Summary of the decision 

Long leases in a block of flats contained an absolute prohibition against lessees carrying out certain works and a covenant by the landlord (if requested by a lessee) to enforce covenants against other lessees. The Supreme Court held that, in those circumstances, the landlord was not entitled to grant one lessee a licence to carry out works which would be a breach of the absolute prohibition. To do so would be a breach of covenant by the landlord.



Long leases of flats frequently contain prohibitions on the carrying out of works by lessees. Some covenants constitute a qualified prohibition, that is, the leaseholder cannot carry out works without the landlord’s consent. Other covenants are absolute, that is, there is no provision for allowing the works with the landlords consent. Typically, structural or other substantial works are likely to be absolutely prohibited.


Qualified covenants frequently provide that consent will not be unreasonably refused and, even if this is not the case, a landlord cannot unreasonably withhold consent in relation to improvements by virtue of s.19(2) of the Landlord and Tenant Act 1927. As a result, a common type of dispute is whether a landlord’s refusal of consent or unreasonable.


Duval v 11-13 Randolph Crescent Ltd concerned a different situation i.e. whether the landlord was entitled to grant permission to one lessee to carry out works which would otherwise be a breach of an absolute covenant.



The premises in question was a block of nine flats. Each flat was let on a long lease in substantially the same terms. Under each lease the interior parts of the flats were demised but structural walls were retained by the landlord. There was an absolute prohibition on cutting, maiming or injuring the roof, wall or ceilings of the building (clause 2.7) and a qualified covenant against lesser alterations or improvements (clause 2.6).
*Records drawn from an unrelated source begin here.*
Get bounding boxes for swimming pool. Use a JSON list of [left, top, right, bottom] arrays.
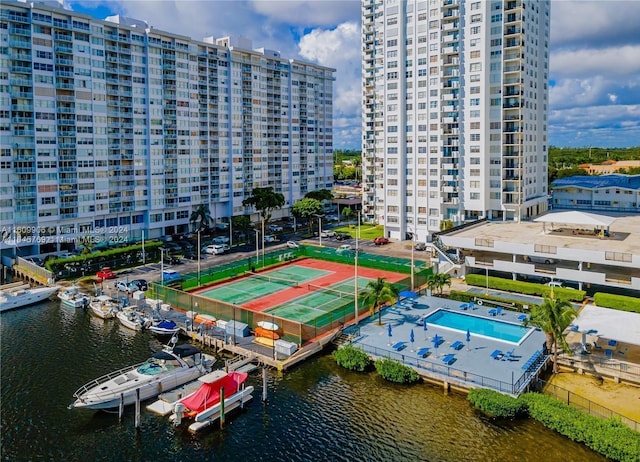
[[425, 309, 533, 344]]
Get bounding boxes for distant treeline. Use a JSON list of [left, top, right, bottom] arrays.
[[549, 146, 640, 183]]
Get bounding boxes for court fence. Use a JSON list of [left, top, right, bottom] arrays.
[[150, 246, 432, 345]]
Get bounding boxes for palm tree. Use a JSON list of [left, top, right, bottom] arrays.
[[189, 204, 211, 231], [525, 297, 578, 374], [364, 277, 398, 325]]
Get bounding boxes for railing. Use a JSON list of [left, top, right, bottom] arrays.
[[538, 379, 640, 431]]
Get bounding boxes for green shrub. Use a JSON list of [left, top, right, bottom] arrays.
[[467, 388, 527, 419], [465, 274, 585, 302], [593, 292, 640, 313], [333, 345, 371, 372], [449, 290, 534, 309], [375, 358, 420, 383], [520, 393, 640, 462]]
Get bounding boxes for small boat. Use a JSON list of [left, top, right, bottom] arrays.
[[169, 370, 253, 432], [116, 307, 151, 330], [69, 337, 215, 411], [254, 327, 280, 340], [58, 286, 91, 308], [148, 319, 180, 335], [258, 321, 280, 331], [0, 285, 60, 312], [89, 295, 120, 319]]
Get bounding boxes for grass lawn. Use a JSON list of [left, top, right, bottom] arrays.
[[333, 224, 384, 239]]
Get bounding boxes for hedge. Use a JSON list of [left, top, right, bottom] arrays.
[[465, 274, 586, 302], [519, 393, 640, 462], [593, 292, 640, 313], [374, 358, 420, 383]]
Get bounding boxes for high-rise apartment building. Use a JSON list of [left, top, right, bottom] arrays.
[[0, 0, 335, 255], [362, 0, 549, 240]]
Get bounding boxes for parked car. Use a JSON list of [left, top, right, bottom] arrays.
[[336, 244, 353, 253], [203, 244, 229, 255], [129, 279, 149, 292], [211, 236, 229, 244], [96, 267, 116, 281]]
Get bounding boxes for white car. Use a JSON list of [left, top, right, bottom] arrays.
[[203, 244, 229, 255]]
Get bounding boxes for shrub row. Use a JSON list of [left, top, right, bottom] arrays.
[[465, 274, 585, 302], [333, 345, 420, 383], [449, 290, 533, 310], [467, 389, 640, 462], [593, 292, 640, 313]]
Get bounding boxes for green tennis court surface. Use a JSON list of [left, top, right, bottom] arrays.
[[266, 277, 371, 324], [198, 265, 330, 305]]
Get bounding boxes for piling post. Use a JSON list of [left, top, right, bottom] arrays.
[[220, 387, 224, 430], [262, 366, 267, 401], [135, 388, 140, 430], [118, 393, 124, 422]]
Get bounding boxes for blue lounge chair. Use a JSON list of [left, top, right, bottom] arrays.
[[416, 347, 429, 358], [442, 354, 456, 366]]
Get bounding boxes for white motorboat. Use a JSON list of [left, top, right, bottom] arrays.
[[148, 319, 180, 335], [58, 286, 91, 308], [69, 337, 215, 411], [89, 295, 120, 319], [116, 307, 151, 330], [0, 286, 60, 312]]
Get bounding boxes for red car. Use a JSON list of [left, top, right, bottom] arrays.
[[96, 268, 116, 281]]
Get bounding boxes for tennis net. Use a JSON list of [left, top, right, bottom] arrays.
[[308, 284, 353, 298], [246, 272, 299, 287]]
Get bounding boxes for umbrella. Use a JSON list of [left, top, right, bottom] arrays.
[[398, 290, 418, 298], [431, 334, 442, 356]]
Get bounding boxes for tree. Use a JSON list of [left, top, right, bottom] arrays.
[[189, 204, 211, 232], [427, 273, 451, 295], [363, 277, 398, 325], [524, 297, 578, 374], [304, 189, 333, 201], [242, 187, 284, 223], [291, 197, 323, 231]]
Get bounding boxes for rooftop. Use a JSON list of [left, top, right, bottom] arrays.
[[551, 173, 640, 190], [442, 213, 640, 255]]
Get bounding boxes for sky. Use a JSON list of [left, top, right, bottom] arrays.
[[64, 0, 640, 150]]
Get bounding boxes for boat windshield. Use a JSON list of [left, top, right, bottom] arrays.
[[138, 358, 180, 375]]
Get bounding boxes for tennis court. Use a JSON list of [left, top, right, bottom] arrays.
[[266, 277, 371, 324], [197, 265, 330, 305]]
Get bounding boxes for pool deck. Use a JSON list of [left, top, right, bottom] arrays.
[[351, 296, 545, 395]]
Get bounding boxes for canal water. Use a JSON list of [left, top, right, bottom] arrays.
[[0, 302, 605, 462]]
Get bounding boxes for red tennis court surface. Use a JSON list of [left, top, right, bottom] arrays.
[[192, 258, 407, 312]]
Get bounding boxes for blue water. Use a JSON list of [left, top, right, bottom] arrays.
[[426, 310, 531, 343]]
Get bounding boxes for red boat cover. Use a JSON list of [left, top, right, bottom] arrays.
[[180, 371, 249, 412]]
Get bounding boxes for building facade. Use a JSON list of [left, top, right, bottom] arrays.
[[0, 1, 335, 255], [362, 0, 550, 244], [551, 174, 640, 213]]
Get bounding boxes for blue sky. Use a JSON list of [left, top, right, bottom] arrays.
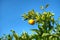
[[0, 0, 60, 36]]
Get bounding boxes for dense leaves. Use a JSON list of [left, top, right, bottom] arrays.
[[0, 4, 60, 40]]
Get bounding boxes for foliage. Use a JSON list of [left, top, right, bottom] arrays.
[[0, 4, 60, 40]]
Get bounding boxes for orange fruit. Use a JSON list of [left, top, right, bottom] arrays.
[[28, 19, 35, 25]]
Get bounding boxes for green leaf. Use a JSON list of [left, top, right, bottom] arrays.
[[42, 33, 49, 37]]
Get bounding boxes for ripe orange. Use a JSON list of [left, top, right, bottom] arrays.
[[28, 19, 35, 25]]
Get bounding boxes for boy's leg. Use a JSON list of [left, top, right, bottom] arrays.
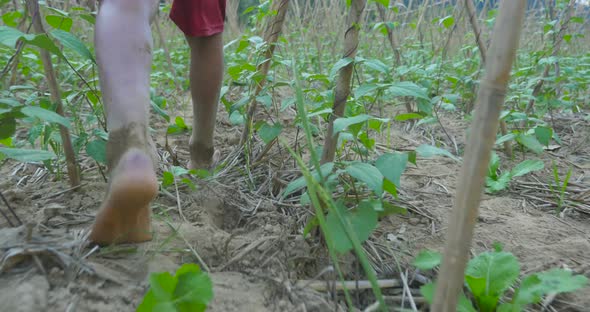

Clause 3.19 of each lease provided that other leases granted by the landlord would contain similar covenants and regulations and that, at the lessee’s request (subject to the lessee giving security for costs) the landlord would enforce such covenants against another lessee.


One of the lessees, Mrs Winfield, wished to carry out works which would constitute a breach of the absolute covenant in clause 2.7 because they would involve removing part of a load-bearing wall. Following representations by Mrs Winfield’s engineers and architects, the landlord was minded to grant a licence. However, another lessee ,Dr Duval, objected. Dr Duval asked the landlord to obtain an undertaking by Mrs Winfield not to breach clause 2.7.  When this did not occur she issued the claim for a declaration that the landlord did not have the power to permit Mrs Winfield to breach clause 2.7.


The Decision

The Supreme Court approached the issue in two stages. Firstly,  construction of the two clauses, in accordance with the usual test i.e. to ascertain the meaning the words would convey to a reasonable person having all the background knowledge which would reasonably have been available to the parties to each lease. Secondly, to consider whether any term should be implied.


The Supreme Court rejected the argument that there was a general principle that, where one party undertook a conditional or contingent obligation, they were under an obligation not to prevent the contingency from arising or putting it out of their power to discharge the obligation when the contingency arose.


The Court found, however, that there was an implied term that the landlord would not put it out of its power to enforce clause 2.7. Its reasoning was that the purpose of clauses 2 and 3.19 was primarily to provide protection to all the lessees. Furthermore, each lessee would know that the other lessees were subject to the same obligations and that the landlord would, at the request of another lessee (and on provision of security) enforce those covenants. Therefore, it must follow that the landlord would not put it out of its power to enforce clause 2.7 by licensing activity which would otherwise be a breach.  


The Supreme Court also stated if the landlord did authorise a lessee to breach of clause 2(7) it would be unable to take enforcement action against that lessee but that  would not prevent it being in breach of clause 3(19) to another lessee. Otherwise clause 3(19) could be deprived of practical effect and the parties cannot have intended that the valuable right to object to works could be defeated depending on who acted first – the landlord or the lessee.


An interesting point is how the Supreme Court disposed of the landlord’s argument that the parties must have contemplated that, over the course of the long leases, lessees would wish to carry out repairs, renovations or improvements and that, if those works had no effect on other lessees, they cannot have intended that the landlord could not give consent. The Supreme Court said that, as a matter of construction, such routine repairs and renovations would not fall within the absolute covenant of clause 2.7 but the qualified covenant in clause 2.6. That was the case even if, strictly speaking, route repairs and renovations might involve cutting wires or walls (which on a literal interpretation might call within clause 2.7). The parties would have intended the two clause to b e read together, with clause 2.6 being intended to apply to routine alterations or improvements and clause 2.7 being intended to apply to activities in the nature of waste, spoil or destruction that went beyond route alterations or improvements.